Authors should accept to share the responsibility when their paper is rejected, it is not always only a bad PC's fault...

- In the same direction, if an author needs a rebuttal to clarify his paper, then it is probably because the paper is not well written. He can convince people during the rebuttal phase that his results are good. So what? in a journal paper, the reviewers would ask for revisions, and read the revised version, and maybe ask revisions again, and after a few versions the paper would be accepted.

SoCG is a conference, the PC sees only the submitted version. If the paper needs to be rewritten, it can be submitted again one year later.

Monique Teillaud

Anonymous said...

Guenter said:
"Ileana's proposal of "best practices" contains a mixture of three different things:"

I agree.
Some of them are personal opinions, whereas they are presented as THE Truth. This sounds really strange to me.

In particular, I don't agree with "The program committee should have a face-to-face meeting".

There was no face-to-face meeting in 2005 and it was really fine that way.

In a face-to-face meeting, differences between people may induce strong biases.
Some people speak faster, some people speak louder, some people are more fluent in English, and so on. Still, their opinion on a paper is not necessarily more clever than the opinion of a shy and slower person.

Also, a face-to-face meeting has a very limited duration, nobody can afford to read a paper again when there is a difficult discussion on it.

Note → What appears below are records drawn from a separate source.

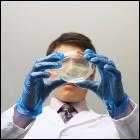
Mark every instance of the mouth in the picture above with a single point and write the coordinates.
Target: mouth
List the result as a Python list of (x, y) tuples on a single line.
[(71, 84)]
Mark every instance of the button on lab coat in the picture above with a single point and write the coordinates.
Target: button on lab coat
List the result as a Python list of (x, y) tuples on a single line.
[(85, 124)]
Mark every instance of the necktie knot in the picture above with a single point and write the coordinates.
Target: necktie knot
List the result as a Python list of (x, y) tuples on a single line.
[(66, 110)]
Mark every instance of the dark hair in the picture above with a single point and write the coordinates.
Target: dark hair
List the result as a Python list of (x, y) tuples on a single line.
[(71, 38)]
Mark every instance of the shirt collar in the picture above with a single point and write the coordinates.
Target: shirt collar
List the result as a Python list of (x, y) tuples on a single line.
[(79, 106)]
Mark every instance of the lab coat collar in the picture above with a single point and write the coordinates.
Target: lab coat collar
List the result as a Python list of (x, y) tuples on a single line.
[(56, 104)]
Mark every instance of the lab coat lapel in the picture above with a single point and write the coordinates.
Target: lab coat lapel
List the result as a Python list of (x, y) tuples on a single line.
[(82, 117)]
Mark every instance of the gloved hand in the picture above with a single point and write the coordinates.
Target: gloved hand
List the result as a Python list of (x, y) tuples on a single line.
[(35, 90), (110, 89)]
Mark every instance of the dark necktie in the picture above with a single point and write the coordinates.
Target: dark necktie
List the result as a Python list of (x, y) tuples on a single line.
[(66, 110)]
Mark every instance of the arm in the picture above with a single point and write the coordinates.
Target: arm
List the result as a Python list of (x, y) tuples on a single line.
[(17, 120), (128, 124), (10, 129)]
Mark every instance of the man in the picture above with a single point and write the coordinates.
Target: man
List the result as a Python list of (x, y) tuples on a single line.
[(67, 115)]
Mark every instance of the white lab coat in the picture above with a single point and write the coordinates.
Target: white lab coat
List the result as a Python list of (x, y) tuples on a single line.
[(85, 124)]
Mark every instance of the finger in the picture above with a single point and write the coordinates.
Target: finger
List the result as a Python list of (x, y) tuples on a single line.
[(112, 71), (57, 56), (46, 65), (89, 84), (99, 60), (88, 51), (40, 74)]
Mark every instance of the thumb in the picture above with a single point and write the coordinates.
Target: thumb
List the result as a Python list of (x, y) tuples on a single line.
[(89, 84)]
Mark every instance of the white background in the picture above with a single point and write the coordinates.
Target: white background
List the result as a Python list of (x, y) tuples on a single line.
[(29, 27)]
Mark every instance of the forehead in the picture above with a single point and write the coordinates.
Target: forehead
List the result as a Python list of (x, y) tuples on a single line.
[(69, 49)]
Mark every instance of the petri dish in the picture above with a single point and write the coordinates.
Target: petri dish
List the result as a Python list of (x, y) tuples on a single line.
[(75, 69)]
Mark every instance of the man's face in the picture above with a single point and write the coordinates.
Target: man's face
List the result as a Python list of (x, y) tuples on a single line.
[(69, 92)]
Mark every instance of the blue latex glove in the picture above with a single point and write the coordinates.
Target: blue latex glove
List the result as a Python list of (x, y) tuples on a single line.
[(110, 89), (35, 90)]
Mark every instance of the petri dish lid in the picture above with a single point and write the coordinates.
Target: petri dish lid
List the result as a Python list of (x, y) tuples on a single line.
[(75, 69)]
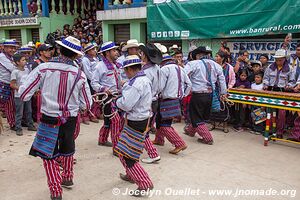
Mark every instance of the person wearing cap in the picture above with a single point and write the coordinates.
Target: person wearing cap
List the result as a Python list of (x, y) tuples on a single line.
[(107, 79), (64, 91), (27, 52), (242, 62), (264, 59), (151, 57), (178, 56), (44, 52), (173, 48), (129, 48), (281, 78), (6, 68), (89, 62), (209, 51), (174, 85), (228, 71), (136, 101), (202, 88), (256, 67)]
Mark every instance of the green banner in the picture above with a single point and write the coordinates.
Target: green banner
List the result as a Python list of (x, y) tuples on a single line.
[(201, 19)]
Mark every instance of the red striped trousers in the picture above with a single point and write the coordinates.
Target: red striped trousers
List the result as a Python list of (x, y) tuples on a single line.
[(150, 148), (280, 122), (296, 130), (54, 178), (172, 136), (203, 131), (114, 128), (10, 110), (138, 174), (190, 130)]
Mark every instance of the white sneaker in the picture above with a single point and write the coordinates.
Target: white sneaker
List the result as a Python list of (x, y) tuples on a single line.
[(151, 160)]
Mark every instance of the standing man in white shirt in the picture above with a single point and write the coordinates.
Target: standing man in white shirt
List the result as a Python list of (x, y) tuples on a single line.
[(203, 73), (89, 63), (107, 79), (64, 91), (6, 68), (136, 101)]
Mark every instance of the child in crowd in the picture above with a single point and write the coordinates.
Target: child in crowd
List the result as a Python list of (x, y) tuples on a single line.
[(17, 75), (258, 84), (240, 109), (257, 113), (256, 67)]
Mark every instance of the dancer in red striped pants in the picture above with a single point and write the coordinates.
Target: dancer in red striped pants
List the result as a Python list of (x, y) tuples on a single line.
[(106, 79), (174, 85), (61, 102), (136, 101), (6, 68), (204, 73), (10, 111)]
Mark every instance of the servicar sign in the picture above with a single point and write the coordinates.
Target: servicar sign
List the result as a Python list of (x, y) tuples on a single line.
[(19, 22)]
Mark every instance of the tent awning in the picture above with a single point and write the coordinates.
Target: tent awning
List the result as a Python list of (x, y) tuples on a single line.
[(201, 19)]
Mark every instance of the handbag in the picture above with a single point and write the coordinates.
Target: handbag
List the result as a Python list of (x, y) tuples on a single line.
[(170, 108), (131, 142), (47, 134), (215, 105), (5, 92)]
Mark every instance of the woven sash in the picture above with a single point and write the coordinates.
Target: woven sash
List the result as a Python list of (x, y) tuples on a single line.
[(45, 139), (170, 108), (5, 92), (130, 144)]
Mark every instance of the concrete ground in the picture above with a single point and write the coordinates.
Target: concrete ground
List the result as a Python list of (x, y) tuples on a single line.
[(237, 166)]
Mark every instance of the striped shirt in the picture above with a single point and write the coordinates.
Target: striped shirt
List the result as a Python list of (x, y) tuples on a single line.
[(104, 79), (152, 71), (198, 74), (88, 65), (170, 81), (56, 80), (6, 68)]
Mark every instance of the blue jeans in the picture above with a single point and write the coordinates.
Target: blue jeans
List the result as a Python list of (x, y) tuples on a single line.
[(23, 107)]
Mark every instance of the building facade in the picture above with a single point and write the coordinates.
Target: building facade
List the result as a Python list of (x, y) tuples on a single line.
[(124, 20), (29, 20)]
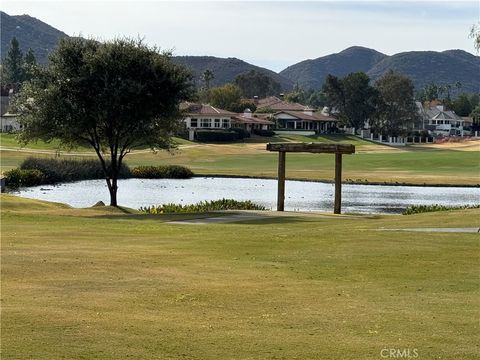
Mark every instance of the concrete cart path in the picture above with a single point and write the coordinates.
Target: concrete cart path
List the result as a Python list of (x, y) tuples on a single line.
[(439, 230)]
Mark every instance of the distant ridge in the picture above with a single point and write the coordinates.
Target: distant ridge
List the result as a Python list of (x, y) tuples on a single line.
[(312, 73), (226, 69), (30, 33), (422, 67)]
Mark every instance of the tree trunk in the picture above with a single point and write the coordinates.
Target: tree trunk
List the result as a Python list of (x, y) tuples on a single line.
[(113, 193)]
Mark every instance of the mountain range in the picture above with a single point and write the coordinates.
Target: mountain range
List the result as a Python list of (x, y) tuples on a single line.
[(423, 67), (30, 33)]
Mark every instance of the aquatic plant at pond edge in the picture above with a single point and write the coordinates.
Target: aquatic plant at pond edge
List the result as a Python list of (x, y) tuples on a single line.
[(417, 209), (203, 206)]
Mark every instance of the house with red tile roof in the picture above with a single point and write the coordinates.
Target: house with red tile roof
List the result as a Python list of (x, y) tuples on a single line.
[(205, 116)]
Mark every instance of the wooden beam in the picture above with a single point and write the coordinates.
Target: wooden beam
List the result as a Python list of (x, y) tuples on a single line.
[(281, 181), (312, 148), (338, 184)]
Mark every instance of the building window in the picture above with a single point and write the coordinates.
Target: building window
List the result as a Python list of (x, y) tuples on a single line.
[(205, 122)]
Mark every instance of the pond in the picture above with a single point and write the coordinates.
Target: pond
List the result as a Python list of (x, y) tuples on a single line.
[(299, 195)]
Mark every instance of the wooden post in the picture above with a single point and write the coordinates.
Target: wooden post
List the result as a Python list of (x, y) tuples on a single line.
[(338, 184), (281, 181)]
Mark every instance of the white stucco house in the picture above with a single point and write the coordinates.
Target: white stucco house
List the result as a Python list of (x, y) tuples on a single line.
[(439, 121), (204, 116)]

In an electronic meeting (typically 3 weeks long), these two problems disappear. People have time to think before reacting and talking, and they have time to read a paper again.

Even more, PC members whom a given paper was not assigned to, can also read it if they think they can add something useful to the discussion.

Monique Teillaud

Anonymous said...

The final decision is not made on the basis of the bad review of 1 particular PC member.

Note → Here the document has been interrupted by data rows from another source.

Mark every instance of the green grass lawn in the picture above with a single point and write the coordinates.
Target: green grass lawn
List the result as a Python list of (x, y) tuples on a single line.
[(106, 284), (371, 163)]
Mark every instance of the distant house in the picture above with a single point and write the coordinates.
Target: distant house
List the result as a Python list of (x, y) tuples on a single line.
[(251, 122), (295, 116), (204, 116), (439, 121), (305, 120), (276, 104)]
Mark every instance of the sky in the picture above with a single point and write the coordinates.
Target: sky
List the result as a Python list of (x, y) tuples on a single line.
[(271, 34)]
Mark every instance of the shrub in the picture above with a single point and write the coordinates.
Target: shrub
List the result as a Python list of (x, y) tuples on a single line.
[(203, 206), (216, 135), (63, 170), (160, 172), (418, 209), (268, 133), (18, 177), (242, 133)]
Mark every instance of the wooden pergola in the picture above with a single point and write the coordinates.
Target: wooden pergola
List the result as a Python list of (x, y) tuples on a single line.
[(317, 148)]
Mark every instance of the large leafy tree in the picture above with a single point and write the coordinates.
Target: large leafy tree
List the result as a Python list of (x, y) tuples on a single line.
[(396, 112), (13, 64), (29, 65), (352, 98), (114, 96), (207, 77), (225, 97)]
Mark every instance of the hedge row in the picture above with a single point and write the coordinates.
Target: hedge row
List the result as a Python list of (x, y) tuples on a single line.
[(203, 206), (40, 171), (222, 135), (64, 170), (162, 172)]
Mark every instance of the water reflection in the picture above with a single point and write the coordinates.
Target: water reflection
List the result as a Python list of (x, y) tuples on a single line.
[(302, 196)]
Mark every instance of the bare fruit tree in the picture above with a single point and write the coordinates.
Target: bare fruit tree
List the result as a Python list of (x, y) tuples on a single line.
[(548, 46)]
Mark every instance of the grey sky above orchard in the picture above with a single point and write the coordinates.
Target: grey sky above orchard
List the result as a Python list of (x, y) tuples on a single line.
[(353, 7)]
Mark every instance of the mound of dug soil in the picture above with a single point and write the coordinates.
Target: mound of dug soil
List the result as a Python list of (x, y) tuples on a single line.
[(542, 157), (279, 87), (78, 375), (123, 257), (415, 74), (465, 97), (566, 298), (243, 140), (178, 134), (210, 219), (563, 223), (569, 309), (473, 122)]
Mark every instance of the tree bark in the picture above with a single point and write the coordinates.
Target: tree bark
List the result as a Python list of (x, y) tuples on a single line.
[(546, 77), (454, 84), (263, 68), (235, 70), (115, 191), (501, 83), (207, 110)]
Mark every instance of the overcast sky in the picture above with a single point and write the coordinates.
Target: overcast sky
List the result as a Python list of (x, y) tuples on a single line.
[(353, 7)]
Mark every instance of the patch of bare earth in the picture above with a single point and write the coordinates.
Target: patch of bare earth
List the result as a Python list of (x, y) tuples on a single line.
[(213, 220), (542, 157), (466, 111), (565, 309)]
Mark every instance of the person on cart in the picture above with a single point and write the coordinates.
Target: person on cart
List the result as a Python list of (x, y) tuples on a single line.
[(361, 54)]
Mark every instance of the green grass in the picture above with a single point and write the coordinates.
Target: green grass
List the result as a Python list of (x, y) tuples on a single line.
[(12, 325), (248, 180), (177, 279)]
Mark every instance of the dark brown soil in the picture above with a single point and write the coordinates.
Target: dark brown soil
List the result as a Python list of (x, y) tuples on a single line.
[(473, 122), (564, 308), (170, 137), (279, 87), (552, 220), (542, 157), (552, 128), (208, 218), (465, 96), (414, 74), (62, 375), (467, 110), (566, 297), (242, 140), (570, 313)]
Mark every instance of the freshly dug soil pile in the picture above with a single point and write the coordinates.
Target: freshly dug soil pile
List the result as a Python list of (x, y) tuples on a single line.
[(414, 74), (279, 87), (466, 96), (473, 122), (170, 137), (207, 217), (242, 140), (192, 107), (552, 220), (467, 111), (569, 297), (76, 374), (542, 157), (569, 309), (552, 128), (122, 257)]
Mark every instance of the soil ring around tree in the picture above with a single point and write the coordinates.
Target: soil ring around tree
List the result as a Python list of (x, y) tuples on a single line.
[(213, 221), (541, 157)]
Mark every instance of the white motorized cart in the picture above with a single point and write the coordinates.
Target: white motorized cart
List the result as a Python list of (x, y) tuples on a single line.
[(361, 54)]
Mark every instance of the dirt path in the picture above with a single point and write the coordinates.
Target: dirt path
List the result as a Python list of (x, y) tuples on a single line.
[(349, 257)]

This is just not so. If a paper gets two (correct) accepts but with a low confidence vote and a third (incorrect) reviewer gives a strong reject but with a high confidence it gets rejected.

If the incorrect reviewer had given an accept the paper would have gotten in.

Sure, I'm willing to admit that in many cases of "bad reviewers" are in truth just the consequence of bad writing, but by the same token Monique must be willing to admit that many bad reviews are borne of a lack of time (I've been in enough PCs myself to know that this is very much the case).

Anonymous said...

Re: This is just not so. If a paper gets two (correct) accepts but with a low confidence vote and a third (incorrect) reviewer gives a strong reject but with a high confidence it gets rejected.

This is not my experience. Instead, I think it is more accurate to say that if a paper gets two accepts and one strong reject (regardless of confidence) then what it gets is more attention from the PC, both the ones already involved and others who see the controversy and want to understand what it's about.

Anonymous said...

anonymous said
"If a paper gets two (correct) accepts but with a low confidence vote and a third (incorrect) reviewer gives a strong reject but with a high confidence it gets rejected."

Hi Anonymous

No, decisions are not made mechanically by computing the weighted average of scores...

There are discussions, that can be quite long on some papers. Arguments must be given to convince the other PC members. Giving a low score with high confidence but no good argument will not help to reject a paper.

Monique Teillaud

Anonymous said...

"Monique must be willing to admit that many bad reviews are borne of a lack of time (I've been in enough PCs myself to know that this is very much the case)."

Dear Mr/Mrs X,

I already admitted this in a previous comment.
But I added that when 3 or 4 people in total review a paper, then the paper is still well read, even if one review is bad.

And then, the bad review does not make the decision, even if the associated confidence rate is high.

Other reviewers, who read the paper correctly, will read the bad review and will not follow wrong arguments.

Especially if the discussion is electronic, then the bad confident reviewer will not shout louder than others.